The yearly federal appropriation to the NPS is less than $3 billion—and it has been declining in real terms since 2001, Bilmes notes.

(The study was conducted independently of the NPS. Bilmes serves on the advisory board of the National Park System, a 12-person congressionally chartered panel that advises the secretary of interior and the director of the NPS on the designation of national historic landmarks and national natural landmarks, and other matters related to the National Park System.)

The TEV study is part of a larger effort that Bilmes has led to document a wide range of non-visitation benefits of the national parks—including carbon sequestration and watershed protection, the NPS role in education, and creation of intellectual property (such as filming of movies).
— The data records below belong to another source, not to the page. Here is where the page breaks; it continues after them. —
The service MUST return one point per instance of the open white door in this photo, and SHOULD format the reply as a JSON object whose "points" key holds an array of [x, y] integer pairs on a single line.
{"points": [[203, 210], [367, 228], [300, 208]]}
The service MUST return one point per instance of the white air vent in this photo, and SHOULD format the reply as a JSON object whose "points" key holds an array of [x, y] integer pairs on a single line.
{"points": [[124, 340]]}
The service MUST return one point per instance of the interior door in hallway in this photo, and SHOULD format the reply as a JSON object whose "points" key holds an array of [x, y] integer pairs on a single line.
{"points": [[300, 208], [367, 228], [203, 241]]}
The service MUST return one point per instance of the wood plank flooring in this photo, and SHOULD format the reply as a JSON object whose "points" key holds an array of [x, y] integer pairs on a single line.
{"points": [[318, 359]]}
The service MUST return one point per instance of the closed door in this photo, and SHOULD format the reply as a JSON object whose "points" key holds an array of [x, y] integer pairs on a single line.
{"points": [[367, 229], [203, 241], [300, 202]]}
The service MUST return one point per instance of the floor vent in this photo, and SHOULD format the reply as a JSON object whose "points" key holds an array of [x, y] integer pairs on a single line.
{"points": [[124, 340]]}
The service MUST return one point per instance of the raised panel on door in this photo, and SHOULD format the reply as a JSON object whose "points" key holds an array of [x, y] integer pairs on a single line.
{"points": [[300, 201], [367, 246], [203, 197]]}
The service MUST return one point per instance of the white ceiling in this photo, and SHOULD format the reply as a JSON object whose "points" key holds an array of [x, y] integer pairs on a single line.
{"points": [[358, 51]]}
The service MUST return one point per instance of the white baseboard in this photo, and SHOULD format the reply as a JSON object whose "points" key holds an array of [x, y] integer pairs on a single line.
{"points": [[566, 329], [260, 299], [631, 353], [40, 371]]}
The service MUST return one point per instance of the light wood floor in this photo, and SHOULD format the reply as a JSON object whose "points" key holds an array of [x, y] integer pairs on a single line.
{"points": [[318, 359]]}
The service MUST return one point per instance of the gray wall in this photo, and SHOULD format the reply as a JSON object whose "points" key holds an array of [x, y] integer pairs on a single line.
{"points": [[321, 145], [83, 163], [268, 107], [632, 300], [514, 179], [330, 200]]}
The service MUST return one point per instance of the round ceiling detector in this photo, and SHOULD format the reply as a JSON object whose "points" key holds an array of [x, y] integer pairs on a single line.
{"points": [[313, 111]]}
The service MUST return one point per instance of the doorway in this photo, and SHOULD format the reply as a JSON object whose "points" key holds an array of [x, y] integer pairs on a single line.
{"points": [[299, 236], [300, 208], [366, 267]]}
The many categories of value were identified by Francis Choi and Tim Marlowe (both MPP 2012) in their Policy Analysis Exercise “The Value of America’s Greatest Idea,” which won the Christopher P. Kaneb Prize for the Best Masters Student Paper awarded by The Harvard Environmental Economics Program.

separate paper, co-authored by Bilmes, Loomis, and Adam Banasiak MPP 2014, finds that carbon sequestration on NPS land (excluding Alaska) amounts to 17.5 million metric tons of CO2, valued at $707 million annually. The authors plan to release several additional papers this year, including one that estimates the value-added of intellectual property. The authors have identified more than 800 major films and TV shows that were produced on NPS lands—many of which became blockbusters. For example, George Lucas paid almost nothing to film the Star Wars series in Death Valley (it would go on to gross $4 billion). “Some of the most iconic movie scenes of all time have been filmed on NPS properties,” says Bilmes, “including Badlands National Park (Dances with Wolves), Mt. Rushmore (North by Northwest), and Arches National Park (Thelma and Louise).”

Findings on other aspects of valuation, including watershed protection, will continue to roll out during the national parks’ centennial year, with a book to come in 2017. It seems a suitably sweeping, large-scale treatment for an equally vast resource. “All of these places are irreplaceable in different ways,” says Bilmes. “At Gettysburg, you can stand in front of a tree that still has a cannonball embedded in it from the Civil War. In essence, the national parks are the American story.” Grasping the value of that story could help ensure its existence for generations to come.